MeSH are subject headings curated by the National Library of Medicine. Lets look up this term:

https://www.ncbi.nlm.nih.gov/mesh/

Search for D009032. This lets us share topic headings with others and we can all agree on what they mean. We can also agree on the codes used to represent each topic.

Vocabularies like MeSH are very useful, but each takes effort to develop and there all have a defined scope. Another useful place to define shared terms is WikiData.

https://www.wikidata.org

And we can also find the Wikidata term for MeSH:

https://www.wikidata.org/wiki/Q2003646

Again on the command line

Now lets do all this on the command line.
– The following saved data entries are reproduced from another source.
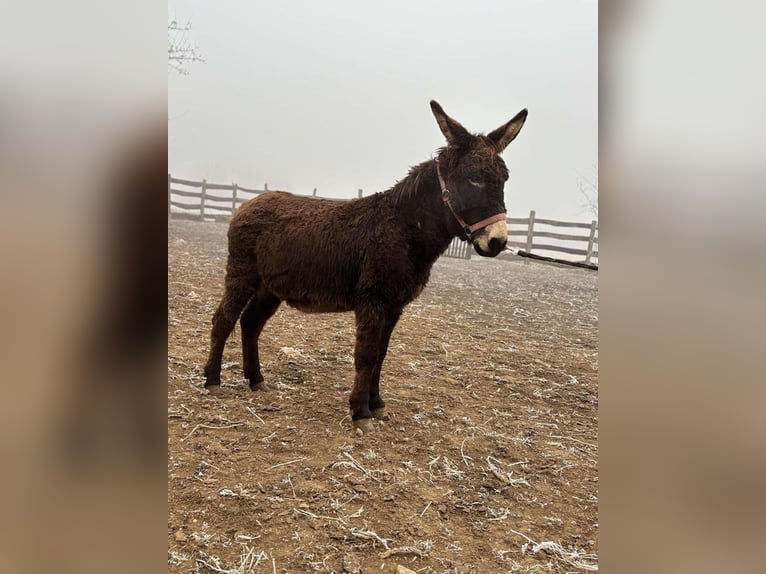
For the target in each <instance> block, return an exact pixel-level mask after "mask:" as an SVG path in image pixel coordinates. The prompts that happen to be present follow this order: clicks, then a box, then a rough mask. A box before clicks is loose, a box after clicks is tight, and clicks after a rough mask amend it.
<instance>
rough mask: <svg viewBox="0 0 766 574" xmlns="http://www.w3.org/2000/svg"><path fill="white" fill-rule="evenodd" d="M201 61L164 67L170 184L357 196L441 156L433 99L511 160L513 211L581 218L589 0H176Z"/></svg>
mask: <svg viewBox="0 0 766 574" xmlns="http://www.w3.org/2000/svg"><path fill="white" fill-rule="evenodd" d="M173 18H175V19H177V20H178V21H179V22H182V23H183V22H185V21H187V20H190V21H191V24H192V26H193V28H194V29H193V31H192V33H191V37H192V38H193V39H194V41H195V43H196V44H197V45H198V47H199V51H200V52H201V54H202V56H203V57H204V59H205V62H204V63H201V64H192V65H190V66H189V67H188V69H189V72H190V75H188V76H180V75H178V74H177V73H175V72H174V71H171V70H169V72H168V129H169V140H168V145H169V160H168V161H169V170H170V172H171V173H172V174H173V175H174V176H176V177H182V178H190V179H202V178H207V179H208V181H213V182H218V183H231V182H236V183H238V184H241V185H243V186H246V187H256V188H261V187H262V186H263V184H264V183H268V185H269V188H270V189H284V190H287V191H292V192H294V193H303V194H310V193H311V192H312V190H313V188H315V187H316V188H318V191H317V193H318V194H319V195H324V196H328V197H348V198H350V197H355V196H356V194H357V189H358V188H362V189H363V190H364V193H365V195H369V194H371V193H374V192H376V191H383V190H385V189H388V188H389V187H391V186H392V185H393V184H394V183H395V182H396V181H397V180H399V179H401V178H403V177H404V176H405V175H406V173H407V170H408V169H409V167H410V166H412V165H416V164H418V163H420V162H422V161H425V160H427V159H429V158H430V157H431V155H432V153H433V152H434V151H435V150H436V149H437V148H438V147H440V146H442V145H444V143H445V142H444V139H443V136H442V134H441V132H440V131H439V129H438V126H437V124H436V121H435V120H434V117H433V115H432V114H431V111H430V108H429V105H428V102H429V100H431V99H435V100H437V101H438V102H439V103H440V104H441V105H442V106H443V107H444V109H445V111H446V112H447V113H448V114H449V115H451V116H452V117H454V118H455V119H457V120H458V121H460V122H461V123H462V124H463V125H464V126H465V127H466V128H467V129H468V130H469V131H472V132H484V133H487V132H489V131H491V130H493V129H495V128H496V127H498V126H500V125H501V124H503V123H505V122H507V121H508V120H509V119H510V118H511V117H512V116H514V115H515V114H516V113H517V112H518V111H519V110H520V109H522V108H524V107H526V108H528V109H529V118H528V120H527V122H526V124H525V126H524V128H523V129H522V131H521V133H520V134H519V136H518V138H517V139H516V140H515V141H514V142H513V143H511V145H510V146H509V147H508V148H507V149H506V151H505V152H504V154H503V157H504V159H505V161H506V163H507V164H508V167H509V171H510V174H511V175H510V179H509V181H508V182H507V183H506V187H505V192H506V206H507V208H508V212H509V214H510V215H511V216H515V217H519V216H525V215H526V214H528V212H529V210H530V209H535V210H536V211H537V216H538V217H550V218H558V219H567V220H577V221H590V219H592V216H591V214H590V213H588V212H587V211H585V210H584V209H583V207H582V203H583V198H582V197H581V195H580V192H579V189H578V185H577V172H580V173H582V174H585V175H587V176H591V175H593V174H595V167H594V166H595V164H596V163H597V161H598V150H597V148H598V96H597V82H598V60H597V50H598V40H597V25H598V21H597V2H596V1H595V0H556V1H548V2H538V1H534V0H527V1H499V0H496V1H486V0H485V1H472V2H465V1H456V0H448V1H433V0H421V1H417V2H414V1H409V2H407V1H403V0H395V1H387V2H375V3H373V2H352V1H346V0H324V1H322V2H313V1H309V0H287V1H283V2H263V1H258V2H253V1H229V2H220V1H212V0H207V1H205V0H192V1H188V0H183V1H172V0H171V2H170V3H169V5H168V19H169V20H170V19H173Z"/></svg>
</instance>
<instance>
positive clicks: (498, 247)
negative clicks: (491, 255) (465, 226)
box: [488, 237, 508, 252]
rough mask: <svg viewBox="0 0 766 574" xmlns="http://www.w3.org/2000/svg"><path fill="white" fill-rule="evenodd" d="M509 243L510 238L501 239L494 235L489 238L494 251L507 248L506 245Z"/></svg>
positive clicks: (490, 242) (499, 250)
mask: <svg viewBox="0 0 766 574" xmlns="http://www.w3.org/2000/svg"><path fill="white" fill-rule="evenodd" d="M506 243H508V239H500V238H499V237H493V238H492V239H490V240H489V244H488V246H489V248H490V250H492V251H497V252H500V251H502V250H503V249H505V245H506Z"/></svg>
curl -H 'Accepts: application/json' 'https://api.openalex.org/works/w2764299839'

This just returns the redirect. We need to ask "curl" to follow the redirects:

curl -L -H 'Accepts: application/json' 'https://api.openalex.org/works/w2764299839'

We can see more informatio being passed with the -v "verbose" option.
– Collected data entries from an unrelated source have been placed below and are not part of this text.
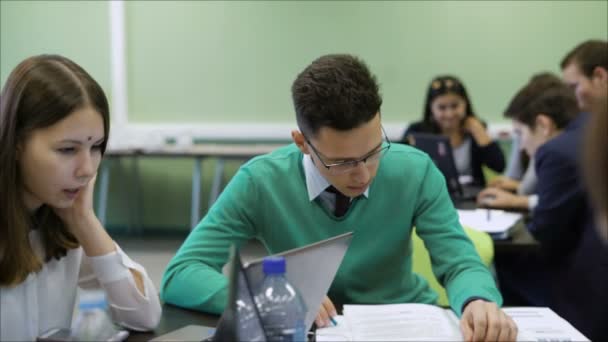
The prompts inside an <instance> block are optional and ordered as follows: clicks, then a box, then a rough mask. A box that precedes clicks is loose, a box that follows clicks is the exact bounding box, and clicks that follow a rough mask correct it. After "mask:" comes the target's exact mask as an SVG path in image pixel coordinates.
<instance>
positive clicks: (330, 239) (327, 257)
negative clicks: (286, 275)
mask: <svg viewBox="0 0 608 342" xmlns="http://www.w3.org/2000/svg"><path fill="white" fill-rule="evenodd" d="M352 238H353V233H352V232H348V233H344V234H341V235H338V236H335V237H332V238H329V239H326V240H322V241H319V242H316V243H313V244H310V245H306V246H304V247H300V248H295V249H291V250H288V251H285V252H282V253H279V254H277V255H282V256H284V257H285V261H286V266H287V273H286V275H287V280H288V281H289V282H290V283H291V284H292V285H293V286H295V288H297V289H298V291H299V292H300V294H301V295H302V299H303V300H304V302H305V304H306V309H307V314H306V321H305V327H306V330H309V329H310V328H311V327H312V324H313V322H314V320H315V317H316V316H317V313H318V312H319V308H320V307H321V303H322V302H323V299H324V298H325V296H326V295H327V291H328V290H329V287H330V286H331V283H332V281H333V280H334V277H335V276H336V272H338V268H339V267H340V264H341V263H342V259H343V258H344V255H345V254H346V250H347V249H348V246H349V245H350V242H351V240H352ZM245 270H246V272H247V277H248V279H249V281H250V282H251V284H252V285H253V287H254V288H257V287H258V286H259V284H261V282H262V280H263V278H264V273H263V271H262V259H258V260H254V261H252V262H249V263H247V264H245Z"/></svg>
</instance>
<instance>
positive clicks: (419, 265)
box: [412, 227, 494, 307]
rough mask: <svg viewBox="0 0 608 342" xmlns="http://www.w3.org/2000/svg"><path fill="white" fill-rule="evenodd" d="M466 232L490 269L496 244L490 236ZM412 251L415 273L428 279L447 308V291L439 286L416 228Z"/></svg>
mask: <svg viewBox="0 0 608 342" xmlns="http://www.w3.org/2000/svg"><path fill="white" fill-rule="evenodd" d="M464 231H465V233H466V234H467V235H468V236H469V239H471V241H472V242H473V245H474V246H475V250H477V254H479V257H480V258H481V261H482V262H483V264H484V265H486V266H487V267H488V268H490V266H491V265H492V261H493V259H494V243H493V242H492V238H491V237H490V235H488V234H487V233H484V232H479V231H476V230H473V229H470V228H467V227H464ZM412 251H413V252H412V260H413V261H412V266H413V270H414V272H416V273H418V274H419V275H421V276H422V277H423V278H424V279H426V280H427V281H428V283H429V285H430V287H431V289H433V290H434V291H435V292H437V294H438V295H439V298H438V300H437V304H438V305H440V306H445V307H447V306H448V305H449V303H448V297H447V295H446V292H445V289H444V288H443V286H441V285H440V284H439V281H438V280H437V278H435V275H434V274H433V270H432V269H431V259H430V256H429V252H428V251H427V249H426V247H425V246H424V243H423V242H422V240H421V239H420V238H419V237H418V235H416V229H415V228H414V231H413V232H412Z"/></svg>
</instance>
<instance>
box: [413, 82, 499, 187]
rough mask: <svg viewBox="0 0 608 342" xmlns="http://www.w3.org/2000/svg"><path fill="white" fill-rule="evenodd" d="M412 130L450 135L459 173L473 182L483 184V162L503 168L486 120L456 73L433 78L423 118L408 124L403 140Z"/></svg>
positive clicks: (493, 166)
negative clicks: (487, 130) (474, 108)
mask: <svg viewBox="0 0 608 342" xmlns="http://www.w3.org/2000/svg"><path fill="white" fill-rule="evenodd" d="M411 133H431V134H441V135H444V136H446V137H448V138H450V144H451V145H452V149H453V153H454V160H455V162H456V168H457V169H458V173H459V174H460V175H469V176H471V177H472V181H473V184H476V185H485V184H486V180H485V177H484V175H483V171H482V165H486V166H487V167H489V168H490V169H492V170H494V171H496V172H503V170H504V168H505V158H504V155H503V153H502V150H501V149H500V147H499V146H498V144H497V143H496V142H495V141H493V140H492V139H491V138H490V136H489V135H488V132H487V131H486V127H485V123H484V122H483V121H481V120H480V119H479V118H478V117H477V116H476V115H475V112H474V111H473V106H472V105H471V101H470V100H469V96H468V95H467V91H466V89H465V87H464V85H463V84H462V82H460V80H459V79H458V78H456V77H453V76H439V77H436V78H435V79H433V81H432V82H431V84H430V85H429V88H428V91H427V95H426V103H425V105H424V116H423V118H422V121H418V122H414V123H412V124H411V125H410V126H409V127H408V129H407V130H406V132H405V134H404V135H403V138H402V142H403V143H409V142H410V134H411Z"/></svg>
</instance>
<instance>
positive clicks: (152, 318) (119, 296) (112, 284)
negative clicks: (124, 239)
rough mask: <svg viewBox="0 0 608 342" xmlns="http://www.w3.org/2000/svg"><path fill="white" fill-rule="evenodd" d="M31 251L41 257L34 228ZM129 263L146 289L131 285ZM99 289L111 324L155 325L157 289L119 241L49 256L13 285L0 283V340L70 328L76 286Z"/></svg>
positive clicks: (134, 283)
mask: <svg viewBox="0 0 608 342" xmlns="http://www.w3.org/2000/svg"><path fill="white" fill-rule="evenodd" d="M29 237H30V242H31V244H32V248H33V249H34V251H35V252H36V253H37V254H38V255H39V256H40V257H41V259H44V258H43V254H44V253H43V247H42V245H41V241H40V236H39V234H38V232H37V231H35V230H34V231H32V232H30V236H29ZM129 268H132V269H134V270H137V271H138V272H139V273H140V274H141V275H142V278H143V281H144V286H145V293H144V295H142V294H141V293H140V292H139V291H138V290H137V286H136V285H135V280H134V279H133V275H132V274H131V272H130V271H129ZM78 286H80V287H81V288H83V289H91V288H100V287H101V288H102V289H103V290H104V292H105V293H106V297H107V300H108V306H109V311H110V314H111V316H112V319H113V320H114V322H115V323H117V324H120V325H122V326H124V327H126V328H129V329H133V330H151V329H154V328H155V327H156V325H158V322H159V320H160V315H161V307H160V302H159V299H158V293H157V291H156V289H155V288H154V284H152V281H151V280H150V278H149V277H148V275H147V274H146V271H145V270H144V268H143V267H142V266H141V265H139V264H137V263H135V262H134V261H133V260H131V259H130V258H129V257H128V256H127V255H126V254H125V253H124V252H123V251H122V249H120V247H119V246H118V245H116V251H114V252H112V253H109V254H106V255H102V256H96V257H87V256H86V255H85V254H84V253H83V250H82V247H80V248H77V249H71V250H68V252H67V254H66V256H64V257H63V258H61V259H60V260H56V259H52V260H51V261H49V262H47V263H46V264H44V266H43V267H42V269H41V270H40V271H39V272H37V273H31V274H30V275H29V276H28V277H27V278H26V279H25V281H24V282H23V283H21V284H19V285H17V286H15V287H0V340H2V341H26V340H29V341H32V340H35V339H36V337H37V336H39V335H40V334H41V333H43V332H45V331H47V330H49V329H51V328H70V326H71V323H72V313H73V312H74V305H75V301H76V292H77V287H78Z"/></svg>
curl -v -H 'Accepts: application/json' 'https://api.openalex.org/works/w2764299839' 2>&1 | less

Note that the request is on lines starting with a ">" and the response headers are on lines starting with "<".

Lets save the json response:

curl -L -H 'Accepts: application/json' 'https://api.openalex.org/works/w2764299839' > mosq.json

The jq tool can work on the command line as well.

jq .mesh[3] mosq.json

Resources

Software Architecture

Jeff Bezos on two types of decisions:

Some decisions are consequential and irreversible or nearly irreversible – one-way doors – and these decisions must be made methodically, carefully, slowly, with great deliberation and consultation. If you walk through and don’t like what you see on the other side, you can’t get back to where you were before. We can call these Type 1 decisions. But most decisions aren’t like that – they are changeable, reversible – they’re two-way doors. If you’ve made a suboptimal Type 2 decision, you don’t have to live with the consequences for that long. You can reopen the door and go back through. Type 2 decisions can and should be made quickly by high judgment individuals or small groups.